How to Enable Khepri
As of RabbitMQ 4.0, Mnesia is still the default metadata store backend. Khepri has to be
explicitly enabled using the khepri_db
feature flag.
This page demonstrates how to enable Khepri in various situations and what the user should be aware of.
While Khepri is fully supported in RabbitMQ 4.0.x, it does not have the 17 years of extensive use that Mnesia has.
We encourage all RabbitMQ users to test Khepri thoroughly before adopting it in production.
It will be possible to upgrade from 4.0.x to future releases with Khepri enabled.
Terminology
The feature flags subsystem uses the words stable and experimental to qualify feature flags maturity.
An experimental feature flag is used in two situations:
- To introduce changes to get feedback early during the development. These changes could be reverted, upgrading a RabbitMQ node with such a feature flag enabled may not bo possible and support may not be provided.
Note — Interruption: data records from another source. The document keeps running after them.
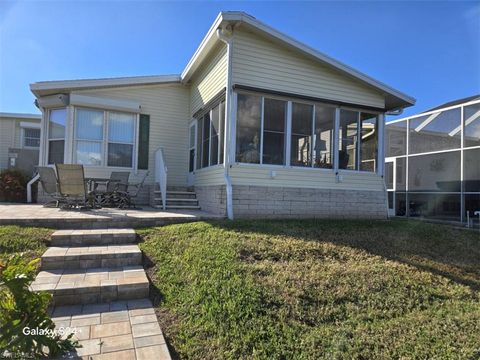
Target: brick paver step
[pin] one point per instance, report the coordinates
(116, 330)
(93, 285)
(89, 237)
(91, 257)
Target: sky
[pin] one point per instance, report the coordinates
(429, 50)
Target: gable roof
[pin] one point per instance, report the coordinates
(44, 88)
(453, 103)
(394, 99)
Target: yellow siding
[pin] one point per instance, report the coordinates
(210, 79)
(7, 131)
(168, 107)
(304, 178)
(210, 176)
(259, 63)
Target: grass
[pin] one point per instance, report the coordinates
(31, 242)
(315, 289)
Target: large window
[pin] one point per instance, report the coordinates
(56, 135)
(104, 138)
(268, 127)
(368, 142)
(89, 136)
(248, 128)
(31, 137)
(348, 140)
(324, 135)
(274, 125)
(210, 127)
(121, 139)
(302, 132)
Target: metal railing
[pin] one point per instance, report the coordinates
(161, 175)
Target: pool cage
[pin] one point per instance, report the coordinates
(432, 164)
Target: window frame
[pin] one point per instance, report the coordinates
(48, 140)
(23, 137)
(288, 133)
(105, 140)
(198, 120)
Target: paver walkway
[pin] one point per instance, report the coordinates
(100, 293)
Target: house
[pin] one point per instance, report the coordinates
(258, 124)
(19, 141)
(433, 162)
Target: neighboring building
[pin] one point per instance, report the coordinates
(258, 123)
(433, 162)
(19, 141)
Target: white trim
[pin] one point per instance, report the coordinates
(38, 87)
(105, 103)
(30, 125)
(434, 111)
(427, 121)
(288, 134)
(241, 17)
(467, 122)
(21, 116)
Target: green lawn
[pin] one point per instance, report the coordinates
(316, 289)
(30, 241)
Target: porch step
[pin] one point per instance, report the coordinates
(93, 285)
(192, 207)
(89, 237)
(91, 256)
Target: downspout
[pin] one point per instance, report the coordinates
(224, 34)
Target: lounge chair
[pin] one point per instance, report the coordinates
(49, 182)
(72, 186)
(127, 198)
(118, 182)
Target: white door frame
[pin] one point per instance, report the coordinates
(191, 174)
(392, 189)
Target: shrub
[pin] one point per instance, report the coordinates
(13, 185)
(22, 309)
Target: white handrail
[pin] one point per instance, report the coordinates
(161, 175)
(29, 187)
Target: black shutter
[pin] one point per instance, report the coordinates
(143, 139)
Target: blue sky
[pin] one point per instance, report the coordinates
(429, 50)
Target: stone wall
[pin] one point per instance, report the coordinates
(285, 202)
(212, 198)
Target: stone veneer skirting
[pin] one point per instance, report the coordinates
(287, 202)
(212, 198)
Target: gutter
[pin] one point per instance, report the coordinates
(225, 34)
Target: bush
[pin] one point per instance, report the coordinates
(13, 185)
(22, 309)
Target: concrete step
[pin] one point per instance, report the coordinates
(113, 330)
(177, 194)
(173, 207)
(91, 256)
(172, 200)
(89, 237)
(93, 285)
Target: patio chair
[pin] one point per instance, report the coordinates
(118, 182)
(127, 198)
(49, 182)
(71, 185)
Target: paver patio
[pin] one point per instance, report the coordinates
(120, 330)
(37, 215)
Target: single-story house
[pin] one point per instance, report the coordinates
(19, 141)
(258, 124)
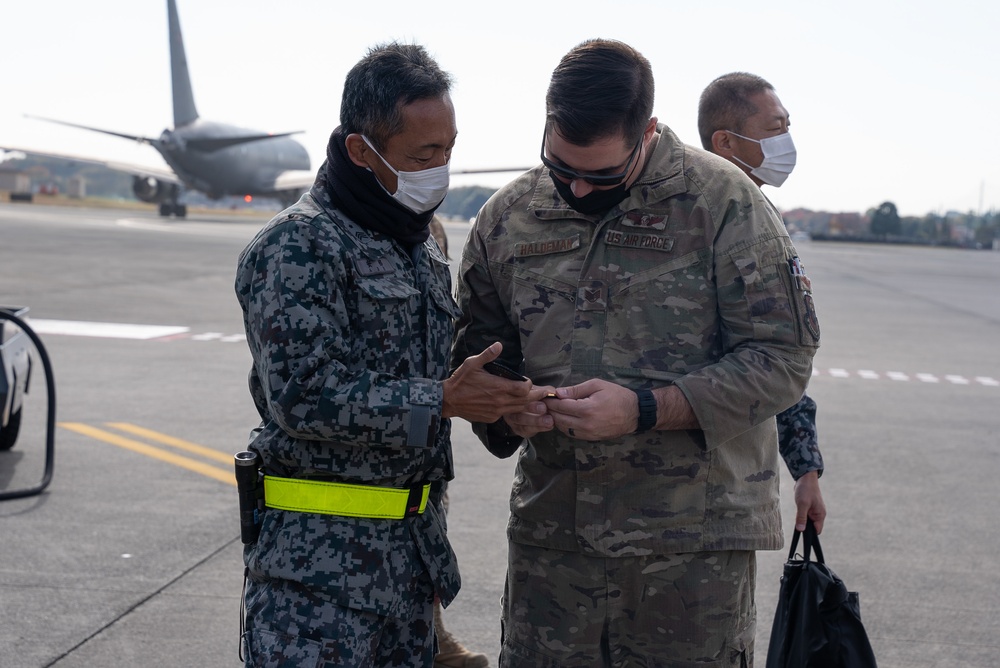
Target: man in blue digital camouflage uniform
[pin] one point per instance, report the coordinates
(741, 118)
(349, 317)
(652, 285)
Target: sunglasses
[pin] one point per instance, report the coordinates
(592, 179)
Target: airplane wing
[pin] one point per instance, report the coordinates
(163, 174)
(303, 180)
(294, 180)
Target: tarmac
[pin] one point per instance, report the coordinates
(131, 556)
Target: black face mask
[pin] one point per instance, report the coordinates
(594, 202)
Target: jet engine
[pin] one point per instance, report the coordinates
(149, 189)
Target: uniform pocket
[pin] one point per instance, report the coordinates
(663, 322)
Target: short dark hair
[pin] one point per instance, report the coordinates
(725, 104)
(388, 78)
(600, 89)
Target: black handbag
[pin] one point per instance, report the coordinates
(817, 623)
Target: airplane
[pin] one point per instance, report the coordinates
(210, 157)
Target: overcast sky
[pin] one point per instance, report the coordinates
(889, 100)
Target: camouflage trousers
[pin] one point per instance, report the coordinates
(289, 625)
(563, 609)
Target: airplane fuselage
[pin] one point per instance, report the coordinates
(248, 168)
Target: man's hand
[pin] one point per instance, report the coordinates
(478, 396)
(809, 502)
(594, 410)
(533, 419)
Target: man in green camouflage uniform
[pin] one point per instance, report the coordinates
(350, 319)
(740, 117)
(652, 287)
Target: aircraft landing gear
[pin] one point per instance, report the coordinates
(173, 209)
(171, 206)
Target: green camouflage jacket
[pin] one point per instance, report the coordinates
(350, 337)
(691, 281)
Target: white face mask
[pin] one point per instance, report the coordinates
(418, 191)
(779, 158)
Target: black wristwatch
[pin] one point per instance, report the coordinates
(647, 410)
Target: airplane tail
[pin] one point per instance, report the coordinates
(184, 109)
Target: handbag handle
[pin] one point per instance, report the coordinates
(810, 541)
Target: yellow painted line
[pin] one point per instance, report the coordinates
(180, 444)
(151, 451)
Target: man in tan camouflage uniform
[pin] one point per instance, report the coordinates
(740, 117)
(652, 285)
(349, 316)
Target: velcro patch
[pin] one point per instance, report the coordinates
(645, 220)
(636, 240)
(547, 246)
(367, 267)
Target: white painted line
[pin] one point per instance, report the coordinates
(107, 330)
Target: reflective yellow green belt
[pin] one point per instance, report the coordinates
(337, 498)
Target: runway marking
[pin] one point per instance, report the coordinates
(226, 476)
(899, 376)
(108, 330)
(170, 333)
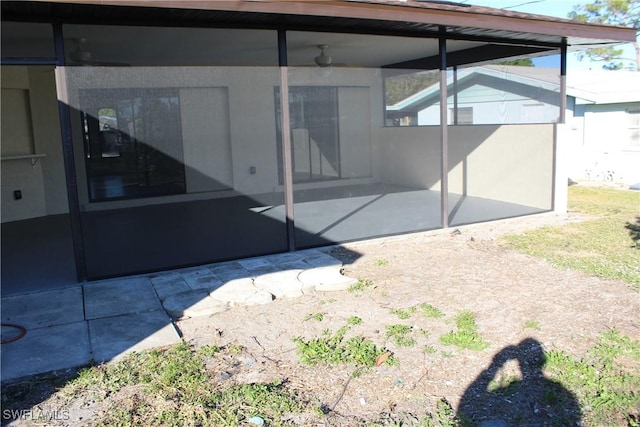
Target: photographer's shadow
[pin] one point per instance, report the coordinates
(505, 397)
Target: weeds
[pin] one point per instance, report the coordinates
(427, 310)
(605, 381)
(399, 334)
(532, 324)
(334, 349)
(466, 337)
(605, 246)
(361, 285)
(381, 262)
(315, 316)
(173, 387)
(404, 314)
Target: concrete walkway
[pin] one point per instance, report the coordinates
(102, 321)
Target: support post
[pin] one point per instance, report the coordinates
(286, 139)
(563, 81)
(68, 155)
(444, 132)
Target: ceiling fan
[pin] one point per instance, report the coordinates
(323, 60)
(81, 56)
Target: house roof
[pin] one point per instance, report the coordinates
(397, 17)
(588, 87)
(604, 87)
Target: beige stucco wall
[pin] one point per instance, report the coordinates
(30, 125)
(410, 156)
(511, 163)
(229, 124)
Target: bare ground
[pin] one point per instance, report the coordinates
(522, 306)
(516, 299)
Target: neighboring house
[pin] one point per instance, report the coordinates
(602, 115)
(140, 136)
(604, 126)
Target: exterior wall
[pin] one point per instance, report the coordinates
(229, 124)
(511, 163)
(30, 125)
(411, 156)
(508, 163)
(601, 145)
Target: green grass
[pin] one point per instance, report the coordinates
(315, 316)
(400, 335)
(332, 348)
(404, 313)
(605, 246)
(173, 387)
(606, 381)
(532, 324)
(427, 310)
(466, 336)
(361, 285)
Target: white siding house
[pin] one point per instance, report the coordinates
(602, 136)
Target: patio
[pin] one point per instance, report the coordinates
(102, 321)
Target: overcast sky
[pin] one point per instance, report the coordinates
(557, 8)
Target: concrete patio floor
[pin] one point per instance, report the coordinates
(103, 321)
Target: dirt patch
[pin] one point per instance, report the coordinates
(519, 303)
(522, 307)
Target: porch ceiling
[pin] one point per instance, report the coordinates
(383, 17)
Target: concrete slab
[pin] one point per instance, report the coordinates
(326, 279)
(319, 259)
(122, 296)
(230, 271)
(42, 309)
(297, 264)
(46, 349)
(241, 292)
(202, 278)
(193, 304)
(282, 258)
(255, 263)
(114, 337)
(281, 284)
(168, 285)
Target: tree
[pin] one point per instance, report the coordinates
(625, 13)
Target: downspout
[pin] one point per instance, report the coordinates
(455, 95)
(563, 81)
(559, 196)
(444, 132)
(66, 134)
(286, 138)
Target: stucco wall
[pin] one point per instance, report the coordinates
(508, 163)
(229, 124)
(30, 125)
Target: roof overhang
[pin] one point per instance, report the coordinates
(386, 17)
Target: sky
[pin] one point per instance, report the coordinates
(556, 8)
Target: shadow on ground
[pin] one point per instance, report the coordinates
(514, 391)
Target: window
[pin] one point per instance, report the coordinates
(133, 143)
(315, 135)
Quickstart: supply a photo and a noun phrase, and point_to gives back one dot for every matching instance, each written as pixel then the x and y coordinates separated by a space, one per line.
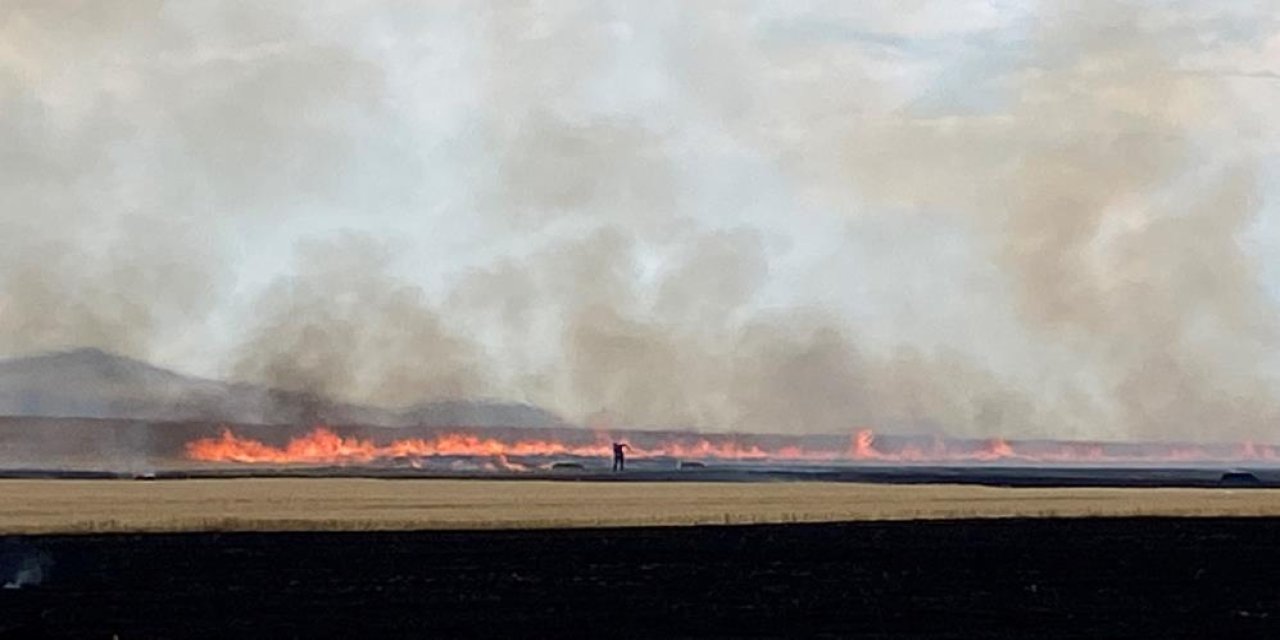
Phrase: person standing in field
pixel 620 458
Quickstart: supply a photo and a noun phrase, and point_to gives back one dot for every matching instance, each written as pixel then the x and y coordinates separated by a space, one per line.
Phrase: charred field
pixel 1088 577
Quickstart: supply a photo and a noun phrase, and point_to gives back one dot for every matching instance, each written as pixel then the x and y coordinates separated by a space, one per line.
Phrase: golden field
pixel 293 504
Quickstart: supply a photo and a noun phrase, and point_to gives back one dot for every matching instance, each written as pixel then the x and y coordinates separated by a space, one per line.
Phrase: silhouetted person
pixel 620 458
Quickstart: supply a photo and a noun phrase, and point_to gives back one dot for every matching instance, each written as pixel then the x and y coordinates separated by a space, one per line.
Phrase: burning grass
pixel 361 504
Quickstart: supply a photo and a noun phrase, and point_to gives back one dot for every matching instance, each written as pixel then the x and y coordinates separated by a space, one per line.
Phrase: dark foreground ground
pixel 1123 577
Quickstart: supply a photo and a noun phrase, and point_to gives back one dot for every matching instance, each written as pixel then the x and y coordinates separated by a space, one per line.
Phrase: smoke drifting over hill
pixel 972 218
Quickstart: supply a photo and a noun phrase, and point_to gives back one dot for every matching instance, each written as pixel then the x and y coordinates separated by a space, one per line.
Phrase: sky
pixel 977 218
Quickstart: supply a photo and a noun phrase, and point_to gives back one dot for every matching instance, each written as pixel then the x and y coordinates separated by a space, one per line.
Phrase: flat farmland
pixel 370 504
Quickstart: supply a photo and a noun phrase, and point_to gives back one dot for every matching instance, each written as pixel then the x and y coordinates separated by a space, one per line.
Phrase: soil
pixel 1105 577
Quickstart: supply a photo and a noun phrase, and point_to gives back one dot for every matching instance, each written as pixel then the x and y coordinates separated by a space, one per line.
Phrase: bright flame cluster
pixel 324 446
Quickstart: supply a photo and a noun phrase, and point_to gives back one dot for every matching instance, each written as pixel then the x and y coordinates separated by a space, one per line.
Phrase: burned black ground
pixel 1133 577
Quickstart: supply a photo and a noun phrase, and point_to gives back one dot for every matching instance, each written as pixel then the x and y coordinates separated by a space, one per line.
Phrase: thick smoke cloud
pixel 613 205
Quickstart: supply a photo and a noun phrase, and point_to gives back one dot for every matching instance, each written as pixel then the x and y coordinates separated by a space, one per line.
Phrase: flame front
pixel 324 446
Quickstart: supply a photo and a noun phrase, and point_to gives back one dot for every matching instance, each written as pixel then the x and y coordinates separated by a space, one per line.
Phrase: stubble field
pixel 359 504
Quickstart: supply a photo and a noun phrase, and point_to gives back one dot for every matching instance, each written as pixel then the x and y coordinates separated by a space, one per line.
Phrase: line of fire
pixel 544 449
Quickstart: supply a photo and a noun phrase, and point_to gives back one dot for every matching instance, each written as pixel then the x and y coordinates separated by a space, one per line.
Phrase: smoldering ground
pixel 672 216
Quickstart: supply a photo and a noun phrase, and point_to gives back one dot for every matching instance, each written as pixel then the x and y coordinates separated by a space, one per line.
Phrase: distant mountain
pixel 92 383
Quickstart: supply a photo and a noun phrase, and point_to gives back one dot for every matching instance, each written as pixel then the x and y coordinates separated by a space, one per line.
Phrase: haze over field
pixel 1037 219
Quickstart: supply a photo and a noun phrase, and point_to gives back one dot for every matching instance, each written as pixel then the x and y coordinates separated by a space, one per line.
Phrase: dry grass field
pixel 304 504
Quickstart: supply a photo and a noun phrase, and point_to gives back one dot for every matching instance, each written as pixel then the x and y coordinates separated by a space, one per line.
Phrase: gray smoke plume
pixel 689 215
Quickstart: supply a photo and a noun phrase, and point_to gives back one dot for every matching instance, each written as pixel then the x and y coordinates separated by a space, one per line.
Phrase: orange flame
pixel 324 446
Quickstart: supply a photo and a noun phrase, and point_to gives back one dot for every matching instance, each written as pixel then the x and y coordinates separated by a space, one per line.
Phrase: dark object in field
pixel 1239 479
pixel 620 458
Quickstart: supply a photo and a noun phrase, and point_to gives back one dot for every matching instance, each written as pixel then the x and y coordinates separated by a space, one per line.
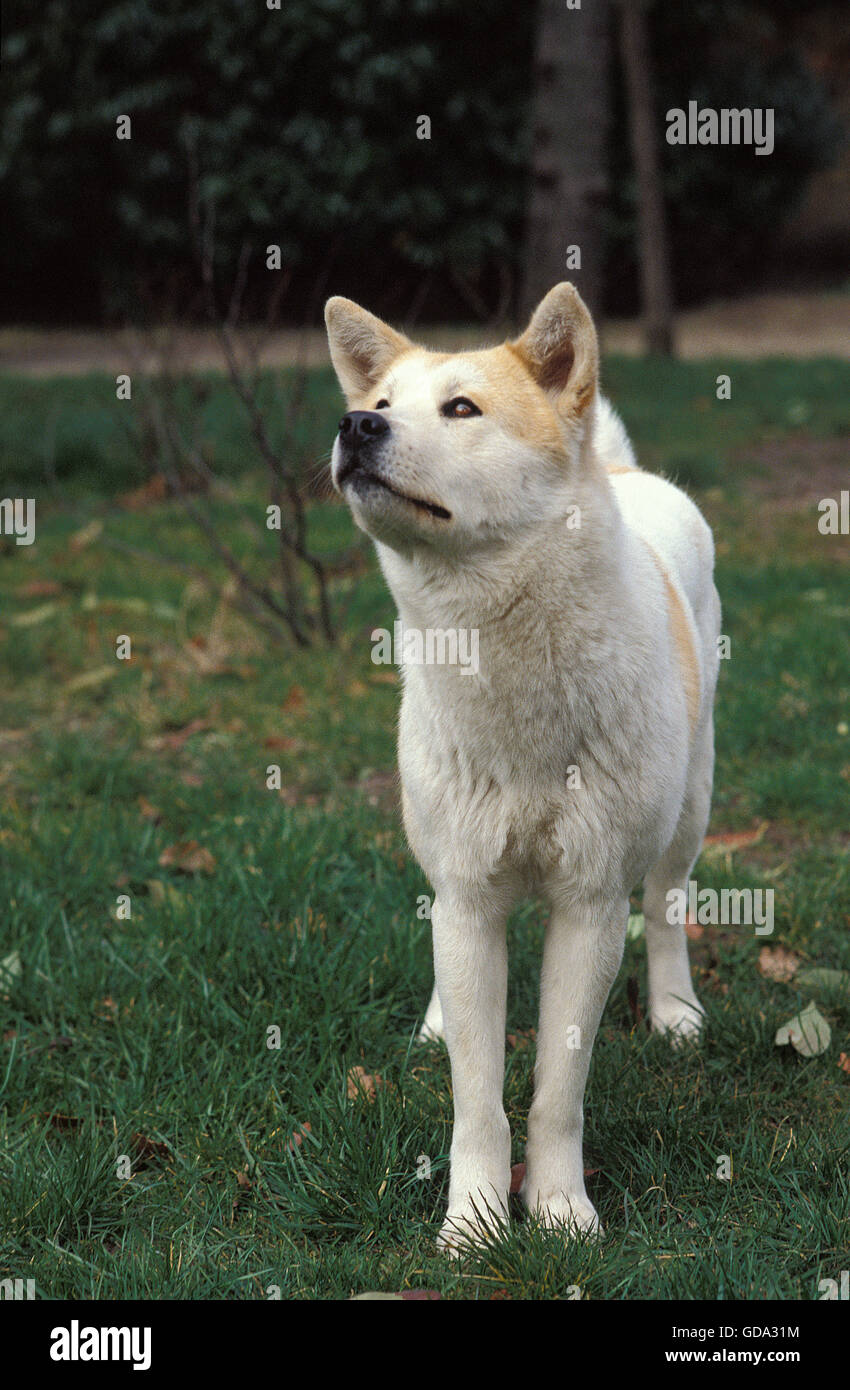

- For features the RabbitMQ team committed to and provides support for, until it is ready to be enabled by default, possibly replacing an older system.
Khepri in RabbitMQ 3.13.x was in the first group. Be reassured that Khepri in RabbitMQ 4.0.0 and onward is in that second group and is therefore fully supported.
On a brand new RabbitMQ node
Using the CLI
-
Start the new RabbitMQ node using a method of your choice. The example below executes the
rabbitmq-server(8)
command directly:- bash
- PowerShell
rabbitmq-server
rabbitmq-server.bat
At that point, the node is using Mnesia as the metadata store backend.
-
Enable the
khepri_db
feature flag:- bash
- PowerShell
# Opt-in to enable Khepri
rabbitmqctl enable_feature_flag --experimental khepri_db# Opt-in to enable Khepri
rabbitmqctl.bat enable_feature_flag --experimental khepri_db
See the next page to learn more about what happens when nodes with Mnesia and nodes with Khepri are clustered together.
Using the Management UI
-
Start the new RabbitMQ node using a method of your choice. See the example above.
At that point, the node is using Mnesia as the metadata store backend.
-
Enable the management plugin:
- bash
- PowerShell
rabbitmq-plugins enable rabbitmq_management
rabbitmq-plugins.bat enable rabbitmq_management
-
Open and log into the management UI.
-
Navigate to "Admin > Feature Flags".
-
Tick "I understand the risk" and click the "Enable" button:
Using an Environment Variable
The use of this variable requires caution: because the variable takes an exhaustive list, all feature flags that must be enabled in a given cluster must be listed.
$RABBITMQ_FEATURE_FLAGS
environment varable to set the list
of feature flags to enable at boot time on a new node. The variable must be
set to the exhaustive list of feature flags to enable on this node. This
variable is considered on the very first boot only; it is ignored afterwards.
::: important
This variable is considered on the very first boot only; it is ignored afterwards
:::
Start the new RabbitMQ node using a method of your choice, setting the
$RABBITMQ_FEATURE_FLAGS
variable in the process. The example below executes
the rabbitmq-server(8)
command directly:
- bash
- PowerShell
env RABBITMQ_FEATURE_FLAGS="khepri_db,..." rabbitmq-server
$Env:RABBITMQ_FEATURE_FLAGS = 'khepri_db,...'
rabbitmq-server.bat
Note that this example does not list other feature flags to keep it short: you need to fill that list.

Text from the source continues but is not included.